Overall, the department receives around 30,000 weekly unemployment claims. The agency has 98 adjudicators and nearly 170 employees in the general claims category.

“The new system that we have, it’s not just new technology, it’s also a new process in terms of how we are handling the work,” David Gerstenfeld, director of the Oregon Employment Department, told reporters on Wednesday. “It means that the old reports that we had can’t just transfer over and give us the same kind of insights.”

Gerstenfeld said the agency is working on generating reports with data related to the adjudication process, but was not able to provide a timeline of when those reports will be available. He said the agency will make that information public.

OPB reached out to multiple state legislators in areas with higher than average unemployment or in large population areas. Many reported a small bump in emails about frustrations with the employment department since the website rollout was completed in March.

Rep. Anessa Hartman, D-Oregon City, said her office has heard from at least 10 constituents about issues connected to the employment department. Like Gerstenfeld, Hartman says the problems aren’t with the new website.

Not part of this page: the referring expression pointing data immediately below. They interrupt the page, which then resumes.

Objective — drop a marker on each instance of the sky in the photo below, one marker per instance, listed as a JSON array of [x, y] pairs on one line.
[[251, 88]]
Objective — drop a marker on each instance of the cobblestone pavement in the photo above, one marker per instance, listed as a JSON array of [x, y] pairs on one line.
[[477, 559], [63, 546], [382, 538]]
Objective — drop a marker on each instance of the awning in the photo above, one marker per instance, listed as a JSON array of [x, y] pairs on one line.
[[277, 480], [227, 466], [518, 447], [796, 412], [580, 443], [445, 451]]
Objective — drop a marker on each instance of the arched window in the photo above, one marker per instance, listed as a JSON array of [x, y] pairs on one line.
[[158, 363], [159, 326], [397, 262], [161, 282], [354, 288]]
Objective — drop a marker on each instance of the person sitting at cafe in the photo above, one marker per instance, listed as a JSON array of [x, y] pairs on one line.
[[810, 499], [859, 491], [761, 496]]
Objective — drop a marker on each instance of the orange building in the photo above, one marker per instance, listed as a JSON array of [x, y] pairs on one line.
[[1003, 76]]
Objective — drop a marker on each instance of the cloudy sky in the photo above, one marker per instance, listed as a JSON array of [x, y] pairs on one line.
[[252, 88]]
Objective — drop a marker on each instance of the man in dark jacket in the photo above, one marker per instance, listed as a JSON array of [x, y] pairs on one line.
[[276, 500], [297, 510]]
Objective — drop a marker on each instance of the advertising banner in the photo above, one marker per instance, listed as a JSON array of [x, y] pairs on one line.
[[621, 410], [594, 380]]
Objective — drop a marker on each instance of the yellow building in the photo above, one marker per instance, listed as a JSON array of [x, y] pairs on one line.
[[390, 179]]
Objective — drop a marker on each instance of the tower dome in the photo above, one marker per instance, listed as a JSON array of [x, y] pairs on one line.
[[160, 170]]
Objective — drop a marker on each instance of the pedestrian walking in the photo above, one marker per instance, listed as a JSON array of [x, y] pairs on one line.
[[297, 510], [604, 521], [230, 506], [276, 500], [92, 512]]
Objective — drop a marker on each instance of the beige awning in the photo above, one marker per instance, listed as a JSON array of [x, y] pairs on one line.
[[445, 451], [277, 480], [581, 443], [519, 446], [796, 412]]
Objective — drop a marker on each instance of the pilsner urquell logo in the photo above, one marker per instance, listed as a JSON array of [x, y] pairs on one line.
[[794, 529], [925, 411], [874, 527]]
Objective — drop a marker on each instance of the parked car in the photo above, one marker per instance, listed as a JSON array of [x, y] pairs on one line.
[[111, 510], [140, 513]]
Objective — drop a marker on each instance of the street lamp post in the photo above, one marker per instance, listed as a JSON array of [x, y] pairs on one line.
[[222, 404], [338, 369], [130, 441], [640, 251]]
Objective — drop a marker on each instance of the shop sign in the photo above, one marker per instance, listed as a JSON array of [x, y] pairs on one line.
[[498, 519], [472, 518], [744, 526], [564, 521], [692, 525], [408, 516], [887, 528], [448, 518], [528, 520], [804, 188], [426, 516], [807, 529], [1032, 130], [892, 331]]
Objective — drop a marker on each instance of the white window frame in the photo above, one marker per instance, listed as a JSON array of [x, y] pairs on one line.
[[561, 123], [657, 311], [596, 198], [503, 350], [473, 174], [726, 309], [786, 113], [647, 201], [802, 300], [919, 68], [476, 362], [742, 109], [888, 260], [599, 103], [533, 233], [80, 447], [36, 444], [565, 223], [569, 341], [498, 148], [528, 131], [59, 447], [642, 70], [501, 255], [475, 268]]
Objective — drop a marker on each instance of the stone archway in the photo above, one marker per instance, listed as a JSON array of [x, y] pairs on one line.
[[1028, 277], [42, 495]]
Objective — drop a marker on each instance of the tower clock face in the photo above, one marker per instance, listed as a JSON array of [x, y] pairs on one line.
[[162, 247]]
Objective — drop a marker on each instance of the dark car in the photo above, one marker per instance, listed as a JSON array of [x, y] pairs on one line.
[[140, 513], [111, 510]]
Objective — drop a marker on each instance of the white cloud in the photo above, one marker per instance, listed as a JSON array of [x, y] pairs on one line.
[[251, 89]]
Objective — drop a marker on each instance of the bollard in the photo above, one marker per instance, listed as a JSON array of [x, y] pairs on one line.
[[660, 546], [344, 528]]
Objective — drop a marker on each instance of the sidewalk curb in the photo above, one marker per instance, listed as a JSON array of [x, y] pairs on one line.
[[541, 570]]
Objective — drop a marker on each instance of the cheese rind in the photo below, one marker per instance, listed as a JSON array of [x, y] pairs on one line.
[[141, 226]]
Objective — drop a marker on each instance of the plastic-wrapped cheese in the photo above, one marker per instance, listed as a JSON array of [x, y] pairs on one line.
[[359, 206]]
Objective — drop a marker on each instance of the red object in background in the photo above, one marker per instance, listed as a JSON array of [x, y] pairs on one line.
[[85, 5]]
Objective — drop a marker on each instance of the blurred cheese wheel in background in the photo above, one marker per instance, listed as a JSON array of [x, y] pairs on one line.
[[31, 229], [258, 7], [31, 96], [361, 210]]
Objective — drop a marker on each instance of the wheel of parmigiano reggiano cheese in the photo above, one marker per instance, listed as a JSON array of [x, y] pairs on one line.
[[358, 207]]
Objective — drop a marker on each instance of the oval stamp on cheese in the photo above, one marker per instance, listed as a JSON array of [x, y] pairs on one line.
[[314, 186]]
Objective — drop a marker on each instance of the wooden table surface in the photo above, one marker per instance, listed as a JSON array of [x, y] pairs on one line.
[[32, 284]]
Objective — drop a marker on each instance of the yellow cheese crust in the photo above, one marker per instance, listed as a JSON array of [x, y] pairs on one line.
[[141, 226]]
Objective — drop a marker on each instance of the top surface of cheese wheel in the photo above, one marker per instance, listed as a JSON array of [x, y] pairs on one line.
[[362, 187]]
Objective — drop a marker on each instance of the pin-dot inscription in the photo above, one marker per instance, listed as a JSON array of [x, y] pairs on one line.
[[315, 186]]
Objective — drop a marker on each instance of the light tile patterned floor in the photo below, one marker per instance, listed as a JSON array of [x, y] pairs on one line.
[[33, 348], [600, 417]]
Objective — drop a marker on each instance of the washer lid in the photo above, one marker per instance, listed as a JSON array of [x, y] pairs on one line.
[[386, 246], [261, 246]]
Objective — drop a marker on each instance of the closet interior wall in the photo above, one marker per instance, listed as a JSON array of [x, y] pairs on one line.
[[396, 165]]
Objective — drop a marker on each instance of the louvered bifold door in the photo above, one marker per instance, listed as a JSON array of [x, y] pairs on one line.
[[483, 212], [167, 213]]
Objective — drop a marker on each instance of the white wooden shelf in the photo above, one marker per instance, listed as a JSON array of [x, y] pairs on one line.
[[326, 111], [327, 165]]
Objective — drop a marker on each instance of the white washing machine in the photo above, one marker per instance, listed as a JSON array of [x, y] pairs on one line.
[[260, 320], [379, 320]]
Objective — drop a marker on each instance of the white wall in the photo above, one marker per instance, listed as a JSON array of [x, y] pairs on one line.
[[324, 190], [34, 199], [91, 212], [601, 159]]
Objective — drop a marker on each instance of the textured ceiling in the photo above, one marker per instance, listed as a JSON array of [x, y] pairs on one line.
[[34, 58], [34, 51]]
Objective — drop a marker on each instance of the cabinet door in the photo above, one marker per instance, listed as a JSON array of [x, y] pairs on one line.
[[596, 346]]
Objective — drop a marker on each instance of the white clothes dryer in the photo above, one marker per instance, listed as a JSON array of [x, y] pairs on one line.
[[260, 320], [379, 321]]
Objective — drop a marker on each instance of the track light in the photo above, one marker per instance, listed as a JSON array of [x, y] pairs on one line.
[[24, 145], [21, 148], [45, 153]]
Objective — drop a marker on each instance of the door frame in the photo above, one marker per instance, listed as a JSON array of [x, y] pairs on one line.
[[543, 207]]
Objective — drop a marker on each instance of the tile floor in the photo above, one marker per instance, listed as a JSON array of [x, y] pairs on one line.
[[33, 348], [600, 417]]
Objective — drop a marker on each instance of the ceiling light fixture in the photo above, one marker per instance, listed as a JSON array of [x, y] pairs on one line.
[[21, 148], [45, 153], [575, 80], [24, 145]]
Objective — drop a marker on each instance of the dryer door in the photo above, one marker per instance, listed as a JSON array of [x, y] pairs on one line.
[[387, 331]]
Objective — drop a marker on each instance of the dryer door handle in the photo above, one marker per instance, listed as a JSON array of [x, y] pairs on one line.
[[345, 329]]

“OED’s previous filing system was notoriously outdated, and I’m optimistic that the new Frances Online system will streamline the process for Oregonians, despite initial hiccups for some people with their identity verification,” Hartman wrote in an email to OPB. “However, the vast majority of complaints from my constituents have not been about the online system, but rather the wait times in communications with OED staff or the adjudication process.”

Hartman points to staffing shortages and lack of federal funding as causes for the lengthy adjudication process. In the 2024 session, Oregon lawmakers approved more than $10 million for the employment department to add staff, but those funds won’t flow to the agency until June.

“The kinds of issues that adjudicators process when they’re looking at issues on claims can vary in complexity from things that are pretty simple to things that are highly complicated and involve multiple parties,” Sara Cromwell, deputy director for OED’s unemployment insurance division, said.

Officials with the agency have repeatedly pointed to understaffing and underfunding as part of the reason for long waiting times for cases in adjudication. It was among the issues brought to the surface during the pandemic when thousands of Oregonians suddenly found themselves out of work, applying for benefits and dealing with an outdated computer system and understaffed agency.

“We understand how important it is to have the unemployment insurance benefits to help replace income when people are between jobs, and we don’t take that lightly,” Cromwell said. “We’re working our hardest to provide folks with the services that they need and expect, and constantly striving to do better.”

Director Gerstenfeld told reporters he’s confident things will improve when they are able to add staff members with the state funding expected in June.

Meanwhile, folks like Rich are still in limbo.

“When people qualify for the benefits, they need to be paid in a timely manner,” Rich said. “And if for some reason you are unable to do that, then communicate clearly the reasons why and provide a timeline.”